Diese Forderungen nahmen nicht alle Besucher positiv auf. Landwirt Alexander Kern störte sich an der generellen Verunglimpfung der Landwirte. Er selbst setzte sich mit Lerchenfenstern und Blühstreifen sehr wohl für den Naturschutz ein. Dagegen hielt Bernd Diernberger: „Das wissen wir, aber ich habe Dir schön öfter gesagt: tue Gutes und rede darüber“. Auch die Referentin forderte Kern auf zum Nabu-Dialogforum zu kommen: „Wir brauchen Landwirte wie Sie, die zeigen, dass es auch anders geht“.

 

Dennoch war Kern nicht mit der Reihenfolge der Forderungen einverstanden: „Warum wird nicht zuerst geredet und danach gefordert“, fragte er.
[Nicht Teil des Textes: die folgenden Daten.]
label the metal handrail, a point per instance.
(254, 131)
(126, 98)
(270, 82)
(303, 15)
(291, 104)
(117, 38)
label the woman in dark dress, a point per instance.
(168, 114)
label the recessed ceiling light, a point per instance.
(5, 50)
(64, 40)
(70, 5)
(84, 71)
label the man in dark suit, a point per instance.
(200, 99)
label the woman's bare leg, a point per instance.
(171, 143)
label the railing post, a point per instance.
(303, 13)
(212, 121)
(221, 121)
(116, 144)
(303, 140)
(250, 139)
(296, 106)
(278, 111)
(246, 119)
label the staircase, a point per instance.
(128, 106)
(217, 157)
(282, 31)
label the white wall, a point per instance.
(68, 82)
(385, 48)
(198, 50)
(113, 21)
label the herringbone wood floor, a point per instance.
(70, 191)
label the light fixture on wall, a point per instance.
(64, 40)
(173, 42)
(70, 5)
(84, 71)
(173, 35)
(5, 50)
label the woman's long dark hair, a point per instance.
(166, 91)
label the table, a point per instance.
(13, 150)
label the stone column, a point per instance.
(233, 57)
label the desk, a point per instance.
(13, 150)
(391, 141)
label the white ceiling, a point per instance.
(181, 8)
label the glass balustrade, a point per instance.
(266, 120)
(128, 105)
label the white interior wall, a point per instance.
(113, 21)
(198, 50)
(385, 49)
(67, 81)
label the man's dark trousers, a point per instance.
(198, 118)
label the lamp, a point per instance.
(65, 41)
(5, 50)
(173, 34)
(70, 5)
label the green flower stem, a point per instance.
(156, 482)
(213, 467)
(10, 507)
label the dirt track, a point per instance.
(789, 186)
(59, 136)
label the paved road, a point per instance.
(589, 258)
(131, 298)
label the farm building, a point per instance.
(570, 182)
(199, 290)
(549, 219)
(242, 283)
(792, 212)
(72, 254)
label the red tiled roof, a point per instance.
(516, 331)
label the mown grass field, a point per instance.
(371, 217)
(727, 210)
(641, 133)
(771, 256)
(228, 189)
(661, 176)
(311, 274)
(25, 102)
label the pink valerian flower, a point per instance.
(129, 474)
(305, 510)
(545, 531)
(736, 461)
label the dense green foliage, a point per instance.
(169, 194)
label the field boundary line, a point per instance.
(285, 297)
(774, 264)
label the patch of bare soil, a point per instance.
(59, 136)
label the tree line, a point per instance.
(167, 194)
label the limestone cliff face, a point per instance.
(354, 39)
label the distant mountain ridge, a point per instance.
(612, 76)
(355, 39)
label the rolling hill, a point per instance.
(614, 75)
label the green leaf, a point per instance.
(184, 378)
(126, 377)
Gemeinderat Otto Mansdörfer antwortete darauf: „Ich muss in der Kommunalpolitik meinen Werkzeugkasten aufmachen und schauen, was ich machen kann“. Das sei nun mal der Antrag mit den formulierten Forderungen. Man solle zuerst das geforderte Gespräch führen, dann könne man weitersehen, schlug Mansdörfer vor.

 

Auch Pflanzenschutzberater Christian Erbe kritisierte, dass die Landwirte als Reaktion auf Verbote bei gebeiztem Saatgut vermehrt spritzen würden. Ebenfalls werde beim Verbot von Glyphosat die Bodenbearbeitung mehr zunehmen. Das wirke sich wiederum auf die Erosion aus, mit der es in Bretten vor zwei Jahren erhebliche Probleme gab. „Ich weiß nicht, was Sie sich von einem Verbot erwarten, und ob das zielführend ist“, so Erbe. Es gebe Forschungen in der Schweiz, bei denen die Landwirte mit Bodendeckern als Untersaat bei Mais auf Glyphosat verzichten könnten, konterte Holmgeirsson.

 

Dennoch müsse auch der Verbraucher sein Verhalten ändern, erklärt eine weitere Besucherin. Die Bevölkerung müsse die Produkte wirder schätzen lernen und nicht nur auf billig und schön bei den Lebensmittelläden achten. Dabei hätten die Märkte viel Einfluss, da sie den Kunden ein gewisses Angebot vorgäben und nur Waren in einer bestimmten Norm annähmen. "Wenn der Salatkopf zu schwer oder groß ist, wird er wieder zurück an den Produzenten geliefert", so die Besucherin.

 

Schließlich beendete Fleischer die Diskussion mit den Worten: "Ich sehe, wir sind eigentlich gar nicht so weit auseinander".